Direct Payments were set up with the Community Care (Direct Payments) Act (1996) which came into force in April 1997 and was initially available only to a specific subsection of people qualifying for social care. The Act gave local authorities in Britain and Northern Ireland, the powers to make cash payments to disabled people. Initially, this was confined to people under age 65 years with physical and sensory impairments, learning difficulties and mental health problems. It was later amended to include older people, 16- and 17-year-olds, parents of disabled children and in England, Wales and Northern Ireland only, carers caregivers. This gave local authorities and health and social services trusts, the option of whether to allocate direct payments or maintain existing models of service provision. This led to an uneven development of direct payments across the UK with particularly poor uptake in Scotland.

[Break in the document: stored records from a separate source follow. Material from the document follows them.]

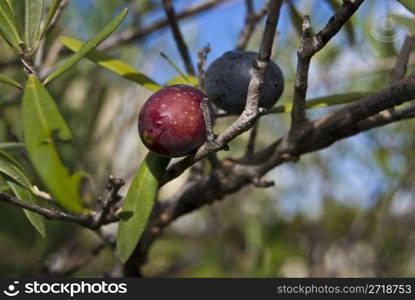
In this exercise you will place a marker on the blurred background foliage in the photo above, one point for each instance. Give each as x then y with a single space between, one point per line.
345 211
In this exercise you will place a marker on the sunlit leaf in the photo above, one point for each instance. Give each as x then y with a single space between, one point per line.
138 203
8 27
10 167
25 195
42 126
9 81
11 146
28 16
108 62
52 10
88 47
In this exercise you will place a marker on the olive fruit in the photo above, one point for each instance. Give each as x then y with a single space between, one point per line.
227 81
171 122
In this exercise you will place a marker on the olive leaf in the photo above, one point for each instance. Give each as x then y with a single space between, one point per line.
26 195
87 47
41 121
11 168
138 203
8 27
21 187
115 65
9 81
51 13
409 4
28 16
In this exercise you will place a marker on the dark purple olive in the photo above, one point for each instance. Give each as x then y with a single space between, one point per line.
227 80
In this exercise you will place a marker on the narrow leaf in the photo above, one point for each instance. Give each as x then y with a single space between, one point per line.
138 203
10 167
25 195
51 13
8 27
88 47
28 16
324 101
11 146
43 126
108 62
9 81
409 4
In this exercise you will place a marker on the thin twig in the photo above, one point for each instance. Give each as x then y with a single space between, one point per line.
250 148
402 60
178 37
310 45
251 111
135 33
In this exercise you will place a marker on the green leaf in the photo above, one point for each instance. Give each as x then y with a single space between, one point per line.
43 126
51 13
325 101
11 168
409 23
28 16
25 195
88 47
8 27
108 62
191 80
7 80
138 203
409 4
11 146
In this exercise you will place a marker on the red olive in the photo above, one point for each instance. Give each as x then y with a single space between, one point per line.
171 122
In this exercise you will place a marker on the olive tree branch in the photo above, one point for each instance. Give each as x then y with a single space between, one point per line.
251 21
251 111
310 45
103 215
178 37
402 60
135 33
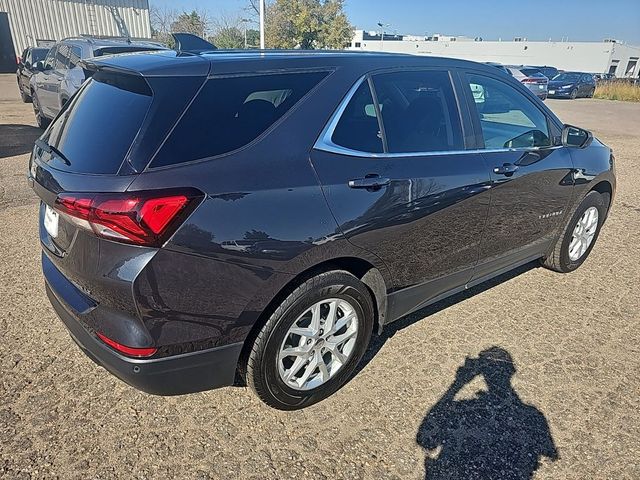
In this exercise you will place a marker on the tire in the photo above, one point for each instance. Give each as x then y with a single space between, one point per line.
266 371
42 121
26 98
560 259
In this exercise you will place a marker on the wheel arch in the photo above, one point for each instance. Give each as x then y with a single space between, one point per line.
362 269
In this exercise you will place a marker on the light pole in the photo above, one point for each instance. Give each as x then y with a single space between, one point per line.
382 25
261 24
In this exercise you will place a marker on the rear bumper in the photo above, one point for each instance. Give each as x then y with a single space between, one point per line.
174 375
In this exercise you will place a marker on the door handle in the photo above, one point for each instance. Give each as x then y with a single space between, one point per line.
369 181
505 169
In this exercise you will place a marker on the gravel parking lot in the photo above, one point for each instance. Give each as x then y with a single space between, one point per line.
574 340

The Carers and Disabled Children Act (2000) allowed parents of disabled children in England and Wales to receive direct payments, and 16 and 17 year olds to receive them in their own right. Changes set out in the Health and Social Care Act (2001) which came into effect in 2003, sought to challenge this pattern by setting in place a mandatory duty on all local authorities to offer direct payments to all eligible people requesting one.

==Direct Payments in Practice==

Direct Payments are intended to empower service users by allowing them control and choice over the services they use to meet their needs. Each person on the scheme is given an amount of money to be managed by themselves, possibly with the aid of others such as family or an external advocacy organisation. This money can be used to purchase any service or services that meet the person's assessed needs. As the money given to the person is given in lieu of the local authority providing the care, the money remains public money belonging to the local government who makes the payments. Users must, therefore, account for the money every step of the way so the local government can maintain its auditing requirements.

There is however, no requirement for a person to receive the entirety of their care needs through direct payments, people are free to mix direct payments for some of their needs with traditional methods of care provision. Direct Payments can be used to directly employ a personal assistant (in this case the Direct Payments recipient may legally be classed as an employer with all the responsibilities this entails under UK law) or hire care workers from a private domiciliary care agency. As an alternative to care services, the recipient may be able to use his or her Direct Payments to fund other local services that enable their independence within their own home and community, such as 'meals on wheels', taxi cabs and social clubs.